Für Unmut in den Gemeinden sorgt zudem, dass diese den Windrädern zwar den Boden bereiten, finanziell aber nicht am Umsatz beteiligt werden. Die Betreiber kassieren den vollen Ertrag. Und das wird noch einige Zeit so bleiben. Erst bei Windrädern, die nach 2019 errichtet werden, sollen Gemeinden einen Teil des Geldes erhalten. Die bereits geschlossenen Verträge aller anderen Windräder sehen eine Abgabe durch die Betreiber nicht vor und könnten nicht mehr geändert werden, so Wirtschaftsminister Steinbach.

Gut die Hälfte des Brandenburger Stromverbrauchs aus Windkraft

Insgesamt steht das Bundesland Brandenburg in Sachen Windkraft exzellent da. Schon mehr als die Hälfte des Nettostromverbrauches ist durch die Windräder abgedeckt. Mit dem geplanten, weiteren Ausbau der Windkraft soll die Gesamtkapazität auf 10.500 Megawatt gesteigert werden. Bislang sind liegt die Kapazität bei 7500 Megawatt, damit liegt Brandenburg bundesweit auf Platz zwei.


Noch ein Angebot: Training zur Konfliktvermeidung

Damit Brandenburg weiterhin einen Spitzenplatz belegt, ist es auch auf die Unterstützung der Kommunen und Bürger angewiesen, denen nun seitens der Landesregierung mehr Mitspracherecht eingeräumt wird. Damit Betroffene diesem auch nachkommen können, hat das Land Brandenburg neben der Beratungsstelle durch die Energieagentur WFBB landesweit Informationsveranstaltungen geplant.

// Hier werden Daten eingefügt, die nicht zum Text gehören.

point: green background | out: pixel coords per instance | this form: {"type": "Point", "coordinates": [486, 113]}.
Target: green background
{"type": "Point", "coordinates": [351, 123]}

Die Notwendigkeit, stärker auf den Austausch zu setzen, scheint von der Landesregierung erkannt worden zu sein. Das KNE rüstet sich derweil mit einem weiteren Angebot gegen den Gegenwind der Windkraft-Gegner: Außer sachlichen Informationen zum Naturschutz bietet es auch Trainings zur Konfliktvermeidung an.